Chapter 1 Review of R Programming

Computers can’t magically process every task we want; they are just mechanical devices driven by electrical impulses. Their true ingenuity comes from people—engineers who build them and programmers who instruct them.

Before we learn the topics in computational statistics, an important question to ask is: how do computers process tasks and how can we write codes that implement those tasks which our computers can process?

This section refreshes essential R programming concepts, ensuring that readers have the necessary foundation for more advanced topics in the book.

Primitive Data Types

R has several fundamental types that form the building blocks for more complex objects.
  • Numeric (double by default): 3.14, 42

  • Integer: 42L

  • Character: "Hello"

  • Logical: TRUE, FALSE

  • Complex: 1 + 2i

    Example:

    class(3.14)
    class(42L)
    class("Hello")
    class(TRUE)
    class(1+2i)
    ## [1] "numeric"
    ## [1] "integer"
    ## [1] "character"
    ## [1] "logical"
    ## [1] "complex"

Operations

Operations manipulate data and produce results.

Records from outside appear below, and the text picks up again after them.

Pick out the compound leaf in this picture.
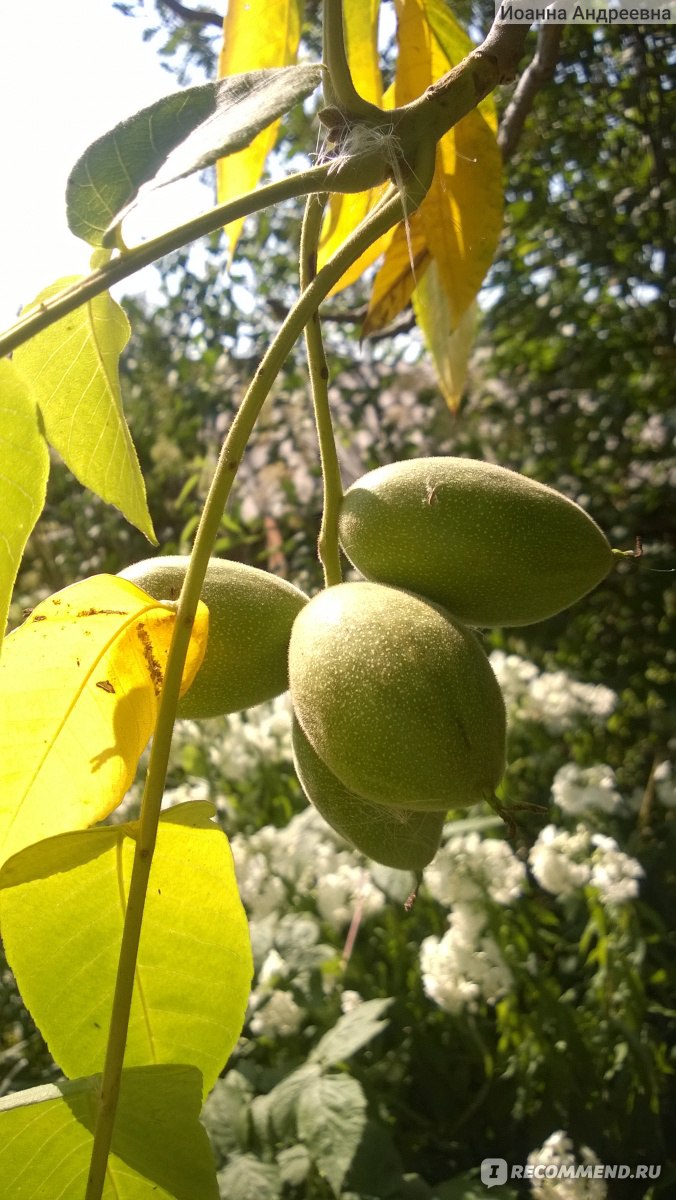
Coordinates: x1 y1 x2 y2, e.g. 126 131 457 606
13 276 157 545
0 1066 219 1200
0 575 209 864
0 802 253 1093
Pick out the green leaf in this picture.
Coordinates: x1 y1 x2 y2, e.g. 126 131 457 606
265 1063 321 1139
277 1142 312 1188
202 1070 253 1160
0 359 49 638
219 1154 282 1200
307 1000 391 1067
13 276 157 545
0 803 252 1093
0 1066 219 1200
66 66 321 246
298 1075 366 1196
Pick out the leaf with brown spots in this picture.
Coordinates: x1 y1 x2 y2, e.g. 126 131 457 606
0 575 209 864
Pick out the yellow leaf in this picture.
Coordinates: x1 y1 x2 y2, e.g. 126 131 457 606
0 575 209 864
420 109 502 328
216 0 301 262
318 0 391 283
413 262 478 413
361 0 502 334
361 212 430 337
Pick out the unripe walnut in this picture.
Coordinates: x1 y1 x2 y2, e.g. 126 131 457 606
340 458 614 625
289 583 505 812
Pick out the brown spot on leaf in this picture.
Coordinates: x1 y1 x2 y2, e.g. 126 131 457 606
136 620 162 696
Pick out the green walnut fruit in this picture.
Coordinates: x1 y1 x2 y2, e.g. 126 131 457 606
292 718 444 871
289 583 505 811
340 458 614 625
120 554 307 719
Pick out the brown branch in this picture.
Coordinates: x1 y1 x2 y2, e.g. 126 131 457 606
162 0 223 29
499 25 563 162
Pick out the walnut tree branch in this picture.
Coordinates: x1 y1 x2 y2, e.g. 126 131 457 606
497 25 563 162
162 0 223 29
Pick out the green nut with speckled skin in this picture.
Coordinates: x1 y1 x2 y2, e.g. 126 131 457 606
340 458 615 625
289 583 505 812
292 718 444 871
120 554 307 720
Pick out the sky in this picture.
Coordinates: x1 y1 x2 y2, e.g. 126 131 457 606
0 0 214 329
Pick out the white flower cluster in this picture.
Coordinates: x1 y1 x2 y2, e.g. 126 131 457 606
420 905 512 1013
232 808 389 1037
490 650 617 733
205 692 292 784
528 1129 608 1200
420 824 526 1013
528 824 644 907
551 762 624 817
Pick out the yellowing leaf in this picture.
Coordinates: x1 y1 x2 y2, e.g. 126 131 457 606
216 0 303 260
364 0 502 338
0 359 49 636
361 212 430 337
0 575 209 864
0 802 253 1094
13 276 156 542
0 1064 219 1200
318 0 389 280
413 271 477 413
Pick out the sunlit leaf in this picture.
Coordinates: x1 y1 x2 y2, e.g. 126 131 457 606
357 0 502 338
413 271 477 413
0 575 209 864
13 276 156 542
0 803 253 1094
66 67 321 246
0 1066 219 1200
0 359 49 635
216 0 303 259
361 212 430 336
318 0 389 278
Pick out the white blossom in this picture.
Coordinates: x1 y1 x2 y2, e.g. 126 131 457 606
316 863 385 929
490 650 617 733
528 1129 608 1200
528 824 644 907
591 833 644 906
251 990 304 1038
425 824 526 907
420 905 512 1013
528 824 591 896
551 762 622 816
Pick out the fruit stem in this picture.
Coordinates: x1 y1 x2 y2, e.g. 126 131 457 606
84 180 413 1200
300 193 342 588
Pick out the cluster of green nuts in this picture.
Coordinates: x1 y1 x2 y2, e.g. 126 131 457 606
121 457 614 871
289 457 614 870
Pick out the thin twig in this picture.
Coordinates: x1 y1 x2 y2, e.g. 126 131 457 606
497 25 563 162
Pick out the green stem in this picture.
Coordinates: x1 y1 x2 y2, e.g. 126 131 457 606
0 164 329 358
300 193 342 588
85 180 401 1200
322 0 383 124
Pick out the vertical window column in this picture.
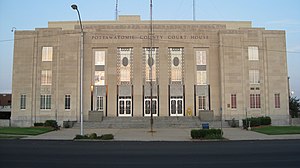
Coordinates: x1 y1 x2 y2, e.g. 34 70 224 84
248 46 259 61
40 95 51 110
231 94 236 109
42 47 53 62
169 48 184 83
143 47 158 81
117 48 133 84
196 50 207 85
94 50 105 86
20 94 26 110
65 95 71 110
41 70 52 85
275 93 280 108
250 94 261 108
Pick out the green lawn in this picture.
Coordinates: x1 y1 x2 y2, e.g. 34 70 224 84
252 126 300 135
0 127 53 135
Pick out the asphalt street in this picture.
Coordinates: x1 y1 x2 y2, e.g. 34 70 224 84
0 140 300 168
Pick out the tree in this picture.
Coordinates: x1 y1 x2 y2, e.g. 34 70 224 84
290 97 300 118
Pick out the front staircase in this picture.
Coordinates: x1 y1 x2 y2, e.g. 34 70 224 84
74 116 226 129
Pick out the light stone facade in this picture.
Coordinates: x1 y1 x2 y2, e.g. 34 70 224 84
11 16 289 126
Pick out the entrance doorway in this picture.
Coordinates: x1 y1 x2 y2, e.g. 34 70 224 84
118 97 132 117
144 97 157 117
170 97 184 116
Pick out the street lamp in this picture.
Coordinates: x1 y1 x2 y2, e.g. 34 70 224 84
71 4 83 135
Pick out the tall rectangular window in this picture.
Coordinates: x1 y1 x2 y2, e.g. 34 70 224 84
196 51 206 65
42 47 53 61
41 70 52 85
40 95 51 110
250 94 260 108
169 48 183 81
20 94 26 110
144 47 158 81
275 93 280 108
249 70 259 84
197 71 207 85
118 48 132 82
248 46 259 60
231 94 236 109
198 96 206 110
95 71 105 85
95 51 105 65
195 49 207 85
96 96 104 111
65 95 71 110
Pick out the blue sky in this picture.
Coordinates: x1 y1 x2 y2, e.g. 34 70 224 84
0 0 300 98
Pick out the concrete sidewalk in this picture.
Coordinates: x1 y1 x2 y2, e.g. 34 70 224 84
23 128 300 141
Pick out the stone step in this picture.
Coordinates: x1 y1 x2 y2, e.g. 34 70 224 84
74 117 228 129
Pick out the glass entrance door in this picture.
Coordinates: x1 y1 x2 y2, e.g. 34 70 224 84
119 97 132 116
170 97 183 116
95 96 105 112
144 97 157 116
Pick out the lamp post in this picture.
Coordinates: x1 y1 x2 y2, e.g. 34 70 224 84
71 4 83 135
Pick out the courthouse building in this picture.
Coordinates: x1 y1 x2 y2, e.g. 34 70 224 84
11 16 289 126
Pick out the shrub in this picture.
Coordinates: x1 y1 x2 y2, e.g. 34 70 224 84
45 120 59 130
89 133 98 139
101 134 114 140
34 123 44 127
243 117 272 129
191 129 222 139
261 117 272 125
74 133 114 140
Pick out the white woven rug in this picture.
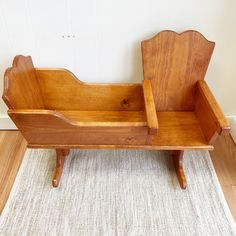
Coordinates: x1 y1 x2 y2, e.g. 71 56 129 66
0 149 236 236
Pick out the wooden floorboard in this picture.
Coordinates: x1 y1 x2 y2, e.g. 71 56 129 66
0 131 236 220
0 131 26 213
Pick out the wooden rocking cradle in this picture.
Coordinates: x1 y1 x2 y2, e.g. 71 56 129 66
3 31 230 188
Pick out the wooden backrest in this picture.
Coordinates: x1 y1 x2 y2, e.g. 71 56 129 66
2 55 44 109
142 30 215 111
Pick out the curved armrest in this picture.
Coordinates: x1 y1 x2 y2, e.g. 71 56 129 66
143 79 158 134
196 80 230 143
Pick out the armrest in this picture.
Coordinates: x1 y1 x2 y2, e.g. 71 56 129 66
143 79 158 134
196 80 230 144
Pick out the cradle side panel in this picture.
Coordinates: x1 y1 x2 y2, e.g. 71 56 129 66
9 111 150 147
36 68 144 111
142 30 214 111
3 55 44 109
195 81 230 144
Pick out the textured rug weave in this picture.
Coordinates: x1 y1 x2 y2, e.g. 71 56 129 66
0 149 236 236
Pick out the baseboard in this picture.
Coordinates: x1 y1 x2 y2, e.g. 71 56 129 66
227 116 236 143
0 115 17 130
0 115 236 143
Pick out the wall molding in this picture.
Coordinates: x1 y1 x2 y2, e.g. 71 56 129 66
226 116 236 143
0 115 17 130
0 115 236 143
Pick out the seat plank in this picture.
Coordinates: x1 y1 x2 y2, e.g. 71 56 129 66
152 112 208 147
58 111 147 126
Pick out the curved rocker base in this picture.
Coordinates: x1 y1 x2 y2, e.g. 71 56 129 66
171 150 187 189
52 149 70 188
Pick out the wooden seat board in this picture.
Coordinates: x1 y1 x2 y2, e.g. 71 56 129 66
58 111 147 126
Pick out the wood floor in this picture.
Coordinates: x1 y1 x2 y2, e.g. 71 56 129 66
0 131 236 220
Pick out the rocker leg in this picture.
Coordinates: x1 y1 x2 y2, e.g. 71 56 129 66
52 149 70 188
171 150 187 189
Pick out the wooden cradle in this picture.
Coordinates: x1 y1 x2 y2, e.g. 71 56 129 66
3 31 230 188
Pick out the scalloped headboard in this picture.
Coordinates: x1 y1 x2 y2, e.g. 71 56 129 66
2 55 44 109
142 30 215 111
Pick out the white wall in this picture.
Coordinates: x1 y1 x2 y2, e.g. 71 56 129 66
0 0 236 128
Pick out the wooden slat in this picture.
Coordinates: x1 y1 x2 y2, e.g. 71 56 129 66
2 55 44 109
8 110 148 148
197 80 230 135
58 111 147 126
16 112 213 150
142 30 215 111
36 68 144 111
0 131 27 213
143 79 158 134
152 112 209 149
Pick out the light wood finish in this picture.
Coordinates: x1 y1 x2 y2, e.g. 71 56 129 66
196 80 230 144
143 80 158 134
8 110 148 147
142 30 215 111
2 55 44 109
0 131 27 213
152 112 209 150
171 150 187 189
3 31 230 187
9 110 213 150
35 68 144 111
52 149 70 188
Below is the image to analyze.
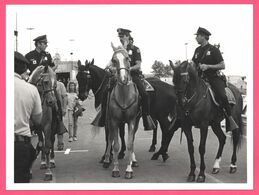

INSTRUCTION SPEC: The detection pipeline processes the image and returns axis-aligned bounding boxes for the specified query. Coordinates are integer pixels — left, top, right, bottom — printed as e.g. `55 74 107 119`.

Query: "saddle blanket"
209 87 236 106
142 79 155 91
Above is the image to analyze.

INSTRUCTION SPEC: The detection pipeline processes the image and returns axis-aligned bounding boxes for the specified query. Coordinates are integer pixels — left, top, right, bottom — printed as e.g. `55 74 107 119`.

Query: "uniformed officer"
25 35 66 134
25 35 56 73
192 27 238 130
92 28 156 130
14 52 42 183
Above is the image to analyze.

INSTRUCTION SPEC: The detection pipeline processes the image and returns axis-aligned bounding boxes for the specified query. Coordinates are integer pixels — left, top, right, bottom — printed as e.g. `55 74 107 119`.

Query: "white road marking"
64 148 71 154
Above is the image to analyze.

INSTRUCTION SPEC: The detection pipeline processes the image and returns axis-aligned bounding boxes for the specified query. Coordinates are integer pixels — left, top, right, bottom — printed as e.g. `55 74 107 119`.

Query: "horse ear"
77 60 82 66
91 58 94 65
44 65 48 72
111 42 116 51
169 60 175 70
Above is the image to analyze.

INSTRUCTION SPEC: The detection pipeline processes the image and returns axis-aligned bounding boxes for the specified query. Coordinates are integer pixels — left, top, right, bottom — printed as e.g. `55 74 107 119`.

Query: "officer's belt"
14 134 31 143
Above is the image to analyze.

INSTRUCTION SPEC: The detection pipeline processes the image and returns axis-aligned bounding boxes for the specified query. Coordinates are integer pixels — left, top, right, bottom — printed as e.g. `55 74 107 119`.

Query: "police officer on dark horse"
92 28 156 130
192 27 238 131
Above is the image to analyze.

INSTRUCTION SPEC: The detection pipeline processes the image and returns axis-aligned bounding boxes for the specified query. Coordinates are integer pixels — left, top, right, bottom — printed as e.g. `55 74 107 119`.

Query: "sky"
6 5 253 76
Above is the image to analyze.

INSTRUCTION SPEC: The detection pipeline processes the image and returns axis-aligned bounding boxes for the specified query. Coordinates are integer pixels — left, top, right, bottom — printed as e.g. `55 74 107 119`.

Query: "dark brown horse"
170 61 243 182
28 66 57 180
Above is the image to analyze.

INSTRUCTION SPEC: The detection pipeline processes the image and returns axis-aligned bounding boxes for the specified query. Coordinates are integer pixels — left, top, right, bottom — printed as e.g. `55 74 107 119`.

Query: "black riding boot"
142 101 156 131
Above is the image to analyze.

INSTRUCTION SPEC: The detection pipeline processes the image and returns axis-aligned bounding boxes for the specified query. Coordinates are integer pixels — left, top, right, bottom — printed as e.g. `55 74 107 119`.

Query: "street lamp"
184 43 188 60
27 27 35 51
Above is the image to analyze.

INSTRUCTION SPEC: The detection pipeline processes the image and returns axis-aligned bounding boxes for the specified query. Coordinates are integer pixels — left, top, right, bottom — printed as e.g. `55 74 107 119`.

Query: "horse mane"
28 65 55 85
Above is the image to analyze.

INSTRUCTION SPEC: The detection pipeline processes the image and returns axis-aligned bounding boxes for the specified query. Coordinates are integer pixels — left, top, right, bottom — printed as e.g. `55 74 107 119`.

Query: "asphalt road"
31 98 247 183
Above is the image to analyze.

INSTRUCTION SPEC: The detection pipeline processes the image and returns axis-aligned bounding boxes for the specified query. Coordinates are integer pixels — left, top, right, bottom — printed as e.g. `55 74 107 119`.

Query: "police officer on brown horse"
192 27 238 130
92 28 155 130
25 35 67 134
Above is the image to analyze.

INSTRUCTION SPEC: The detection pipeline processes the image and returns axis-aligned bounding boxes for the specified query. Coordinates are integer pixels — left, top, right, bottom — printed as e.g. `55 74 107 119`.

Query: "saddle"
141 79 155 91
206 82 236 106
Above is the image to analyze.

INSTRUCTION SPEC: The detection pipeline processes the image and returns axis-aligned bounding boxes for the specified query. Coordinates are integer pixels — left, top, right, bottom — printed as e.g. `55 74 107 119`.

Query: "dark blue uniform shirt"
25 50 55 73
192 44 223 77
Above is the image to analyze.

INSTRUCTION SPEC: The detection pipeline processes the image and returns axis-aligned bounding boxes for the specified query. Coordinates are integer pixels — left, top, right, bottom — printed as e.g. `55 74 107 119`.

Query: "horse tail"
91 126 102 138
232 95 244 149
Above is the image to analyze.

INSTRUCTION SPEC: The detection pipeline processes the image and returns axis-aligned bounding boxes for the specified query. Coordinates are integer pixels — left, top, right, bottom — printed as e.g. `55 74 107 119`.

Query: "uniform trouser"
209 76 231 116
14 141 36 183
67 110 78 137
132 75 150 115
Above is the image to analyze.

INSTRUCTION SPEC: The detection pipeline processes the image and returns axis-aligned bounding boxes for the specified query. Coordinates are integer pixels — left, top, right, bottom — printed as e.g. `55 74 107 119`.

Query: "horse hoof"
162 153 169 162
125 171 133 179
211 168 220 174
103 162 111 169
44 174 52 181
131 161 139 167
196 175 205 183
149 146 156 152
187 175 195 182
49 162 56 169
40 164 47 169
151 153 159 160
232 167 237 174
99 157 104 164
112 171 120 177
118 153 125 159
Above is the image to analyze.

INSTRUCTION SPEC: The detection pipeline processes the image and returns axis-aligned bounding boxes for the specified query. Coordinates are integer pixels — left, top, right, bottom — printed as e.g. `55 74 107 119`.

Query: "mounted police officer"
25 35 56 73
25 35 67 134
14 52 42 183
92 28 156 130
192 27 238 130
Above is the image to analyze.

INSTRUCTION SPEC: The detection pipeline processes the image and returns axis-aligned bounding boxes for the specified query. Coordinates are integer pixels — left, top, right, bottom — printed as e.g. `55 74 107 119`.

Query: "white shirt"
14 73 42 137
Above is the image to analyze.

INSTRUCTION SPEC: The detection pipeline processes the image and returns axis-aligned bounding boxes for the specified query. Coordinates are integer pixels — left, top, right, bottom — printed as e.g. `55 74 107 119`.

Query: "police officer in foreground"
25 35 67 134
192 27 238 131
92 28 156 130
14 52 42 183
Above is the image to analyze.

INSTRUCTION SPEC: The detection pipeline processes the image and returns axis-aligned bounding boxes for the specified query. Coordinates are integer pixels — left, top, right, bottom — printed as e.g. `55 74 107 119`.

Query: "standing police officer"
192 27 238 131
14 52 42 183
25 35 56 73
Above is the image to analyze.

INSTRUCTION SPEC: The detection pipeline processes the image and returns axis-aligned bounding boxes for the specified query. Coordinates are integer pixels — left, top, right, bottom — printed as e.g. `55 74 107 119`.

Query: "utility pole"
27 27 35 51
14 13 18 51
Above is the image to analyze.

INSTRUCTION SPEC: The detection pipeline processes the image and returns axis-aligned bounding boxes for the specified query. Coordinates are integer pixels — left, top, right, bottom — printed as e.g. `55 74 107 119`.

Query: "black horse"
77 60 180 161
170 61 243 182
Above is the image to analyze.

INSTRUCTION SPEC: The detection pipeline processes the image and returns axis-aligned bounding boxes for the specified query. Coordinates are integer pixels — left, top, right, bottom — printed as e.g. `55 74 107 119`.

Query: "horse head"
28 65 57 107
112 44 131 85
76 59 94 101
169 60 198 105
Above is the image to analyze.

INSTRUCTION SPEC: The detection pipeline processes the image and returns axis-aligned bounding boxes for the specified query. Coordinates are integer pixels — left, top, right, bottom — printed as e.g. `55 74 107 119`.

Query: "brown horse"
104 47 140 179
170 61 243 182
28 66 57 181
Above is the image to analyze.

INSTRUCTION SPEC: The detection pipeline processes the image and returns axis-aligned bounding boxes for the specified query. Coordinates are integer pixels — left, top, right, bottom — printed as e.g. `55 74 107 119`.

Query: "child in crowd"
67 81 79 142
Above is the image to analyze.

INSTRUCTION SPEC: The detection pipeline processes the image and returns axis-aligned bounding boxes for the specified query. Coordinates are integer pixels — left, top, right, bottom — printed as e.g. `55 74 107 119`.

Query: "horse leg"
99 127 109 163
112 126 120 177
197 125 208 182
118 123 126 159
185 125 196 182
149 120 158 152
103 125 114 168
229 111 243 174
211 122 226 174
44 148 52 181
151 119 180 162
50 135 56 168
125 122 135 179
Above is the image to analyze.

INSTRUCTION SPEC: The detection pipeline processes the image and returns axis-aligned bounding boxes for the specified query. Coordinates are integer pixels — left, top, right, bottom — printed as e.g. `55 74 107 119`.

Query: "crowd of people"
14 35 84 183
14 27 238 182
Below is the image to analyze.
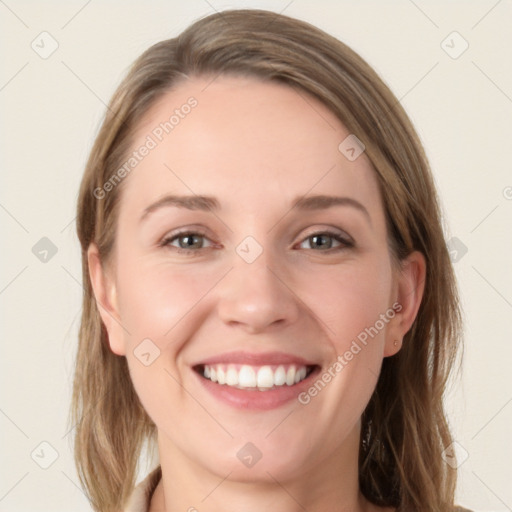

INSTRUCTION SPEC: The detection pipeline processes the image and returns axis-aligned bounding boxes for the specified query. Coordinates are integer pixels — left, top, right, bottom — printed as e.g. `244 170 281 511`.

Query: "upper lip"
194 350 316 366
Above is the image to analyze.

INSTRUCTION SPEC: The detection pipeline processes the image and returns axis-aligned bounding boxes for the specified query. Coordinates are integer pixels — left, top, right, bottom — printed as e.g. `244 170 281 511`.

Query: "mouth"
194 364 317 391
192 352 321 410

The following are examples of “infixed” operators

  • Arithmetic: +, -, *, /, ^, %%

    Input: Numeric/Integer/Logical Output: Numeric/Integer

    1 + 1
    1 - 1
    1 * 2
    8 / 2
    8 ** 2
    8 ^ 2
    9 %% 3
    10 %% 3
    9 %/% 3
    10 %/% 3
    ## [1] 2
    ## [1] 0
    ## [1] 2
    ## [1] 4
    ## [1] 64
    ## [1] 64
    ## [1] 0
    ## [1] 1
    ## [1] 3
    ## [1] 3
  • Logical: &, |, !, xor()

    Input: Logical/Numeric/Integer Output: Logical

    # A negation of a True is a False
    !T
    
    # A conjunction will only be true if both are trues
    T & T
    T & F
    
    # A logical or will be true if there is at least one true
    T | F
    F | F
    ## [1] FALSE
    ## [1] TRUE
    ## [1] FALSE
    ## [1] TRUE
    ## [1] FALSE
  • Relational: <, <=, >, >=, ==, !=

    Input: any data type Output: Logical

    1>1
    1<1
    1==1
    1<=1
    1>=1
    1!=1
    ## [1] FALSE
    ## [1] FALSE
    ## [1] TRUE
    ## [1] TRUE
    ## [1] TRUE
    ## [1] FALSE
    "ant" < "zebra"
    "A" > "a"
    ## [1] TRUE
    ## [1] TRUE

Nesting of Infix Operators

R follows the standard order operations

  • 2 + 3 * 4 + 5 evaluates 3*4 first.

  • T|T&F evaluates T&F first.

For complex calculations, we can use parentheses to control order of evaluation, ensuring the intended operations happen first.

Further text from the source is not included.